I guess I can experiment with RC servos now and see if they're going to be noisy.
So I want an Arduino program that just slowly ticks around from -24° to +24°, and wire it up to different servos and see which one is quietest.
Contenders are: SG90 micro servo, MG 996R normal-size (?) servo, and KM1203MD micro servo. I recall the latter was quite expensive, I was planning to use it for an antweight combat robot.
Now I get to try out the new Arduino IDE. Although I may end up driving this stuff directly from a Raspberry Pi instead, unsure.
Would I want to get time-of-day from wifi or GPS? Or something else? GPS probably unnecessary hassle, and won't work very well indoors anyway. So probably wifi. So I will either want a microcontroller with wifi on board, like an ESP32, or else a Raspberry Pi. I will want an easy way to set the wifi credentials either way, maybe I could have the ESP32 listen on USB serial and prompt you for them?
I'm basically using the "Sweep" example sketch for Arduino.
The SG90 makes a quiet buzzing noise every time it moves but I'd say perfectly acceptable. Although it seems to have quite a hysteresis.
The MG996R constantly buzzes, very poor. I'm surprised it is worse than the SG90.
The KM1203MD also constantly buzzes.
OK, I think I know what the problem is, I think they are browning-out the power supply. The red power light on the Arduino keeps dimming.
I've switched from the "5V" pin to the "VIN" pin. The KM1203MD is still very buzzy. It seems like every time I ask it to move by 1° it massively overshoots and then oscillates as it overshoots back the other way.
The MG996R is also still buzzy.
SG90 is the winner, who would have guessed!
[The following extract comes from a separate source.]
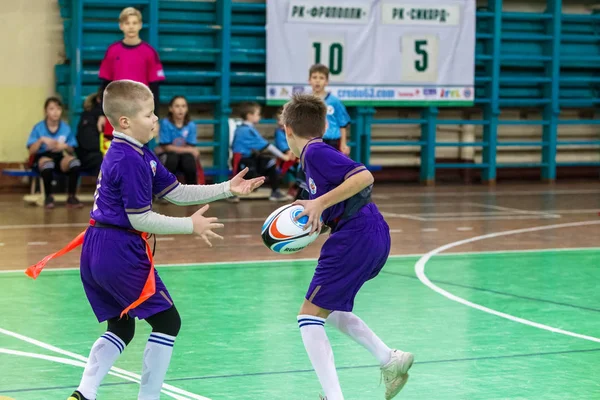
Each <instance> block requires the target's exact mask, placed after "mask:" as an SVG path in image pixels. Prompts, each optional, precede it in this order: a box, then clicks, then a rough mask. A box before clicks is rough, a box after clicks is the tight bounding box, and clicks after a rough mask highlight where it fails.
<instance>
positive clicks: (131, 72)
mask: <svg viewBox="0 0 600 400" xmlns="http://www.w3.org/2000/svg"><path fill="white" fill-rule="evenodd" d="M119 29H121V31H122V32H123V40H119V41H118V42H115V43H113V44H111V45H110V46H109V47H108V49H107V50H106V54H105V55H104V59H103V60H102V63H101V64H100V72H99V74H98V76H99V77H100V79H101V80H102V86H101V92H103V91H104V89H105V88H106V86H108V84H109V83H110V82H112V81H115V80H120V79H131V80H133V81H136V82H141V83H143V84H144V85H146V86H148V87H149V88H150V90H151V91H152V94H153V95H154V112H155V113H156V114H158V106H159V104H160V93H159V83H160V82H161V81H164V80H165V73H164V70H163V66H162V64H161V62H160V58H159V57H158V52H157V51H156V50H155V49H154V48H153V47H152V46H150V44H149V43H147V42H144V41H143V40H142V39H141V38H140V30H141V29H142V13H140V12H139V11H138V10H137V9H135V8H133V7H127V8H125V9H123V11H121V15H119ZM98 131H100V132H104V135H105V136H106V137H107V138H109V139H111V140H112V131H113V128H112V126H111V125H110V122H109V121H107V120H106V117H104V115H103V116H101V117H100V118H99V120H98Z"/></svg>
So then the question is: is the SG90 accurate enough to satisfy me, or do I want to use a stepper for this axis as well? I think the hysteresis is about 4°. In the sense that when the direction reverses, nothing happens and then all of a sudden it jumps 4° at once. Possibly I could gear down the servo output as well? If it has a range of 180° then a 4:1 ratio would be slightly too much, but for example 35:10 teeth should be fine, and then the hysteresis would be just over 1°, and most steps would be about 0.3°. Maybe that's fine, and it saves faffing about with another stepper motor.
So I think we're saying:
And then the rest is just mechanical design?
The frame support needs to loop around the path that the sun/moon will take, and support the servo that drives the tilting plate, and the wires, and a model of the earth/house to sit at the top.
The software needs to connect to wifi, periodically look at the current time, calculate the current angles, and update all of the positions.
ChatGPT suggested adding a preload to the tilting plate (e.g. spring) so that it is always driven to one side of the backlash, to reduce the jump on direction reversal. Maybe unnecessary.
The moon and sun want to be rotating on a path that is centered on the tilting-plate axis. And the house wants to be small and as close as possible to the tilting-plate axis, so that the size/position of it doesn't throw off the relative directions to the sun/moon.
And what about making the moon face towards the sun?
It might be nice to be able to rotate the platform on its stand, so that you can position the stand against the wall and rotate it into alignment with North/South/East/West.
Proposed packaging for the steppers/encoders/gears:
That has provision for coaxial shafts, with micro bearings in the upper gear to bear on the inner shaft, like on the stepper motor clocks. The 3rd large gear is for driving the encoder for the outer shaft.
I don't yet know whether I want to orient the steppers horizontally (with the extra encoder sticking up/down), or vertically (with the extra encoder sticking out horizontally). I guess if the motors are horizontal and the encoder sticks down then we get the axis closest to the top.
The shafts will obviously need spacers etc. but I'll make those at the end.